Only four of the 10 participating groups in the Physician Group Practice Demonstration Project achieved savings in at least three of the five program years, and only two generated savings all five years, Premier noted.
With one exception, all the systems achieving shared savings had prior experience running a health plan. It was harder to control utilization than expected, and in one case, utilization even increased, according to Premier.
Hiller also pointed to a “halo effect” where the change in care patterns also spilled over to the non-ACO population, which meant there was a ripple effect that led to lower utilization among both ACO and non-ACO patients. Revenue also decreased faster than cost reductions, Hiller said. “It's not easy to bend the cost curve.”
But systems participating in the CMS' accountable-care organization program, which was created by the 2010 health reform law and launched last April, say there are competitive reasons for their participation.

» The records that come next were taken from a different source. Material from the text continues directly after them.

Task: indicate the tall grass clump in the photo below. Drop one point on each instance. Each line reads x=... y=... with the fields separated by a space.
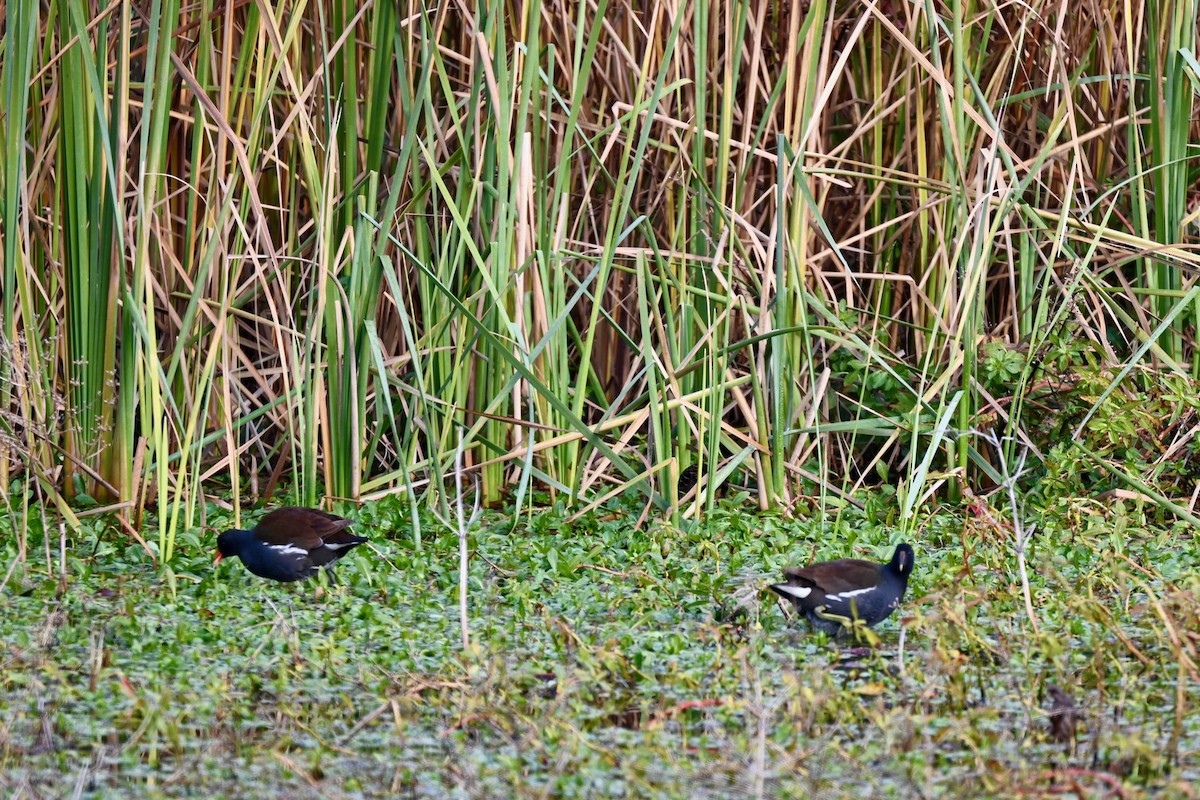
x=263 y=248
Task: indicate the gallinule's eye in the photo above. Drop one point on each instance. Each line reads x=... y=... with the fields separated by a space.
x=289 y=543
x=832 y=594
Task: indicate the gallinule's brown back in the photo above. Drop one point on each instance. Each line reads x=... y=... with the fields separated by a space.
x=289 y=543
x=849 y=589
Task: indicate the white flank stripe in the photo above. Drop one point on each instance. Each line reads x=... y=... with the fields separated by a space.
x=847 y=595
x=288 y=549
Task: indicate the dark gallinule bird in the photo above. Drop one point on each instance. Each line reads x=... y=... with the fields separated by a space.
x=289 y=543
x=837 y=594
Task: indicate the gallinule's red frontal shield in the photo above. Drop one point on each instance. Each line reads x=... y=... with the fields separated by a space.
x=289 y=543
x=847 y=589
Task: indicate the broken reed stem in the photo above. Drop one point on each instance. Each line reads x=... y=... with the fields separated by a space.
x=462 y=545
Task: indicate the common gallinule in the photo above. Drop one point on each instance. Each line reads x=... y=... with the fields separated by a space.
x=834 y=594
x=289 y=543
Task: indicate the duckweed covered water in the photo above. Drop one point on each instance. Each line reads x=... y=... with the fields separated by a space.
x=605 y=663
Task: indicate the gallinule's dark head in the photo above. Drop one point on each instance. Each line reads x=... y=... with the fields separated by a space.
x=849 y=589
x=289 y=543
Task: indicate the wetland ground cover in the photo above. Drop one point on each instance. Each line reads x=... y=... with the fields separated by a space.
x=606 y=661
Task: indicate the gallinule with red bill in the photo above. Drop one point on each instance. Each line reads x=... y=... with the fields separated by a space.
x=834 y=594
x=289 y=543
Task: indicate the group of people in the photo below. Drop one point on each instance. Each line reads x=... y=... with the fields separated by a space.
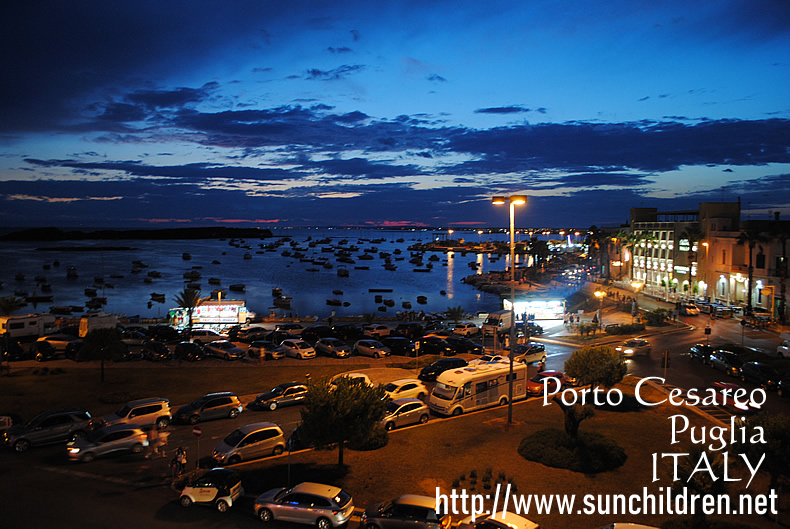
x=158 y=446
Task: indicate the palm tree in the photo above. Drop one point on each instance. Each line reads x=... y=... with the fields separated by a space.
x=189 y=299
x=750 y=237
x=456 y=313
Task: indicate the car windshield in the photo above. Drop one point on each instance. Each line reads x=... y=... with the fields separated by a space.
x=444 y=392
x=234 y=438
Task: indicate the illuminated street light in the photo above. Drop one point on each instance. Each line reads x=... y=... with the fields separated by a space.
x=514 y=200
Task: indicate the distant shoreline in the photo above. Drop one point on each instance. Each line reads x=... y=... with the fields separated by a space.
x=56 y=234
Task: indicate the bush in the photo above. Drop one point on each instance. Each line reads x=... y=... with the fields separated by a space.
x=590 y=453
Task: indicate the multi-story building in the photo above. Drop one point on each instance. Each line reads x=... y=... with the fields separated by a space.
x=705 y=253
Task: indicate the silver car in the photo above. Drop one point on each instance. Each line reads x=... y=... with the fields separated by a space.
x=324 y=506
x=402 y=412
x=252 y=441
x=124 y=438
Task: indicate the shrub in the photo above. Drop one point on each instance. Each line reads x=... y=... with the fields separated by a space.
x=590 y=453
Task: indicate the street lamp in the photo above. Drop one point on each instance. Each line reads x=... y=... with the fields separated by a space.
x=600 y=294
x=513 y=200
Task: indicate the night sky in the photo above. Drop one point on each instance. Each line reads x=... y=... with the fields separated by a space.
x=389 y=113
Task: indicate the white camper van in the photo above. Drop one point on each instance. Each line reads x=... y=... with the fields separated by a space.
x=474 y=387
x=27 y=325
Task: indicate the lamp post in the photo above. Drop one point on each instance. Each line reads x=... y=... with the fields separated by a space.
x=600 y=294
x=513 y=201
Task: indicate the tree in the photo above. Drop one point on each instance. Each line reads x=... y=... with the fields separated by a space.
x=456 y=313
x=339 y=413
x=700 y=483
x=750 y=237
x=102 y=344
x=591 y=366
x=189 y=299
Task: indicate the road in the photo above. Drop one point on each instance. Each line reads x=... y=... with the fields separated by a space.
x=41 y=488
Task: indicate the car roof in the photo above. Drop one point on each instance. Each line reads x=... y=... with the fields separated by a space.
x=319 y=489
x=416 y=500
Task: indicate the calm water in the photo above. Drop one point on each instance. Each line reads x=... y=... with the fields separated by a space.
x=309 y=284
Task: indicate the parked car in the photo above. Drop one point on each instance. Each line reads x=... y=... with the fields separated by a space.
x=313 y=333
x=728 y=362
x=134 y=338
x=551 y=380
x=252 y=441
x=406 y=388
x=466 y=328
x=156 y=351
x=741 y=405
x=250 y=334
x=399 y=345
x=464 y=345
x=324 y=506
x=347 y=331
x=142 y=412
x=429 y=373
x=291 y=328
x=411 y=330
x=434 y=345
x=761 y=374
x=58 y=341
x=530 y=352
x=372 y=348
x=354 y=378
x=332 y=347
x=266 y=350
x=404 y=411
x=508 y=521
x=219 y=487
x=297 y=348
x=204 y=336
x=211 y=406
x=119 y=438
x=701 y=352
x=406 y=511
x=43 y=351
x=286 y=394
x=224 y=349
x=189 y=351
x=634 y=347
x=376 y=330
x=48 y=427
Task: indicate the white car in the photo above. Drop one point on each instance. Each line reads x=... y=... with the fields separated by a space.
x=466 y=328
x=406 y=388
x=497 y=521
x=634 y=347
x=377 y=331
x=296 y=348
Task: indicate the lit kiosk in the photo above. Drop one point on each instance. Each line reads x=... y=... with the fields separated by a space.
x=513 y=200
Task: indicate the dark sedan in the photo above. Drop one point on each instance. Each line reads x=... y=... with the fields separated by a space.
x=728 y=362
x=463 y=345
x=701 y=352
x=440 y=366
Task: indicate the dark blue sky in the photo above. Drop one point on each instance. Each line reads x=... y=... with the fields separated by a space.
x=389 y=113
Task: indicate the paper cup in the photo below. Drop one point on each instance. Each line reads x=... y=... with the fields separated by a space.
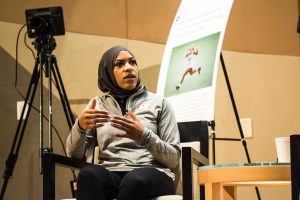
x=283 y=149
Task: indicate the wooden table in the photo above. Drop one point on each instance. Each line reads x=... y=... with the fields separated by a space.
x=225 y=178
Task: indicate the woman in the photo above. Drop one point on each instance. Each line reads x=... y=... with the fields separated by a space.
x=136 y=131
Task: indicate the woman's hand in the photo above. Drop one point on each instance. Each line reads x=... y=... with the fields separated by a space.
x=92 y=118
x=133 y=127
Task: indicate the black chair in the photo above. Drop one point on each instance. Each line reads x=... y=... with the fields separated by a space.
x=295 y=166
x=189 y=132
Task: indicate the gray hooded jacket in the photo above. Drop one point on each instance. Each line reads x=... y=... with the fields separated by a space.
x=158 y=146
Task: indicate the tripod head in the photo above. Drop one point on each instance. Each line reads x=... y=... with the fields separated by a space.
x=44 y=44
x=43 y=24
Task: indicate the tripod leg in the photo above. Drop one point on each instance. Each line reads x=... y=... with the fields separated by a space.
x=13 y=155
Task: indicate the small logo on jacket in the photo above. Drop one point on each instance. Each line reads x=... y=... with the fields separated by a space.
x=142 y=106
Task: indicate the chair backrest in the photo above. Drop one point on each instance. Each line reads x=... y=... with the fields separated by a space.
x=295 y=166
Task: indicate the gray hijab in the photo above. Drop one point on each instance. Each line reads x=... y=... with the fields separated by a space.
x=106 y=78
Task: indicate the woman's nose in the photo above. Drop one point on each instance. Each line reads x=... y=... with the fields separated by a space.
x=128 y=67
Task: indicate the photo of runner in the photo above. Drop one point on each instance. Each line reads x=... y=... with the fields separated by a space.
x=191 y=65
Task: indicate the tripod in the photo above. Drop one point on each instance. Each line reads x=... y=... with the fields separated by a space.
x=46 y=62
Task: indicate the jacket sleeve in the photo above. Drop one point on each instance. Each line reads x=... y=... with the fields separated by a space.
x=165 y=145
x=80 y=142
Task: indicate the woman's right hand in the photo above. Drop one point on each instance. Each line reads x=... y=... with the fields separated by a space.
x=92 y=118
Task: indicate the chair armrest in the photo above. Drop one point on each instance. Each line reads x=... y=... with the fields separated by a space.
x=68 y=162
x=49 y=162
x=190 y=156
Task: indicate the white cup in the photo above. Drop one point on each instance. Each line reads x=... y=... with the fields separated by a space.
x=283 y=149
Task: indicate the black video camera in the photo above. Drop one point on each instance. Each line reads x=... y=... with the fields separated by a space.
x=45 y=22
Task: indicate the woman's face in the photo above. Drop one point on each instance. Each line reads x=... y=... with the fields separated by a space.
x=126 y=70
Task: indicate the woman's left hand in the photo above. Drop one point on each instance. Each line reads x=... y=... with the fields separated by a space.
x=132 y=126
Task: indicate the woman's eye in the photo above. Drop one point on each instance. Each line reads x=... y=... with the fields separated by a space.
x=133 y=62
x=119 y=64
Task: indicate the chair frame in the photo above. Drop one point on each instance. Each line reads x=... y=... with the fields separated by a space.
x=50 y=160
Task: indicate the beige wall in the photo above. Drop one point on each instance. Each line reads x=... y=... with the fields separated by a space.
x=265 y=87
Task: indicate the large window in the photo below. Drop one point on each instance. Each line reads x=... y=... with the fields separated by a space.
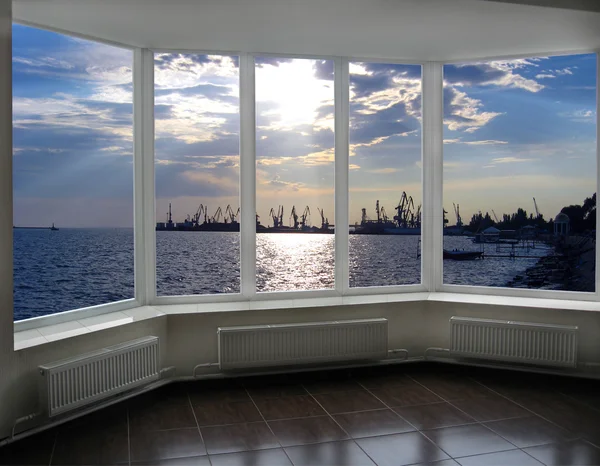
x=197 y=174
x=295 y=168
x=73 y=173
x=385 y=174
x=520 y=173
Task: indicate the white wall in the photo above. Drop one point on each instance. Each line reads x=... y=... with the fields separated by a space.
x=424 y=30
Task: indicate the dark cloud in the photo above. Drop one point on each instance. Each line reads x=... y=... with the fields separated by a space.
x=380 y=77
x=472 y=75
x=273 y=61
x=391 y=121
x=324 y=69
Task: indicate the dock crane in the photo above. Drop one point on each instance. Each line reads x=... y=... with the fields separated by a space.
x=457 y=213
x=294 y=217
x=537 y=212
x=229 y=212
x=217 y=217
x=305 y=218
x=324 y=221
x=495 y=216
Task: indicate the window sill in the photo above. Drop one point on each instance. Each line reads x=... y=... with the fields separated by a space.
x=32 y=337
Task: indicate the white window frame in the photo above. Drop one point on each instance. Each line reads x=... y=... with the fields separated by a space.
x=432 y=190
x=521 y=292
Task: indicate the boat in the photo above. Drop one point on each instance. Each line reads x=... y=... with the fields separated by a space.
x=462 y=255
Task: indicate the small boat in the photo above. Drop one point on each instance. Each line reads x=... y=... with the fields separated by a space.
x=462 y=255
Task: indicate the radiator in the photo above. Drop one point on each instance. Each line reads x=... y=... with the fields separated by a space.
x=522 y=342
x=306 y=343
x=80 y=380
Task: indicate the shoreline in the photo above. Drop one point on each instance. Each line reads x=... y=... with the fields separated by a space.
x=571 y=268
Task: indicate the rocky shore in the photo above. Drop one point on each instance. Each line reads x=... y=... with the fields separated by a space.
x=571 y=268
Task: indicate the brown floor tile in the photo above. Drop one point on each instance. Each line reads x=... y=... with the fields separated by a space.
x=438 y=463
x=491 y=409
x=503 y=458
x=31 y=450
x=574 y=452
x=202 y=395
x=166 y=444
x=434 y=415
x=214 y=414
x=529 y=431
x=373 y=423
x=191 y=461
x=451 y=387
x=349 y=401
x=171 y=394
x=329 y=386
x=161 y=417
x=401 y=449
x=238 y=437
x=468 y=440
x=252 y=458
x=406 y=395
x=345 y=453
x=91 y=447
x=289 y=407
x=384 y=381
x=275 y=391
x=307 y=430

“At the end of the day, this is a market share play; it's not a financial play,” said Charles Vignos, chief operating officer of the NewHealth Collaborative, the ACO at Summa Health System in Akron, Ohio.
The program was selected as a Medicare ACO last July and now covers 23,000 lives. ACO patients have become about 30% of participating providers' business, he noted.
Vignos detailed some of the program's limitations, such as a 28% turnover rate in the first six months, a lack of a clear start date and end dates and a data-sharing opt-out rate of 4% to 5%, which may or may not include the highest risk, costliest patients.
One central piece of the program is a clinical communications center that patients can contact when they have medical concerns. A nurse with access to the system's electronic medical records will triage the patient, and the system is working on ways to get more patients in to see a primary-care physician within 24 hours of the call (currently at about 20%).
About 75% of callers will be directed to Summa emergency departments—which is a big factor in increasing market share. Of those patients, about 24% will be admitted, with 76% treated and released, Vignos said.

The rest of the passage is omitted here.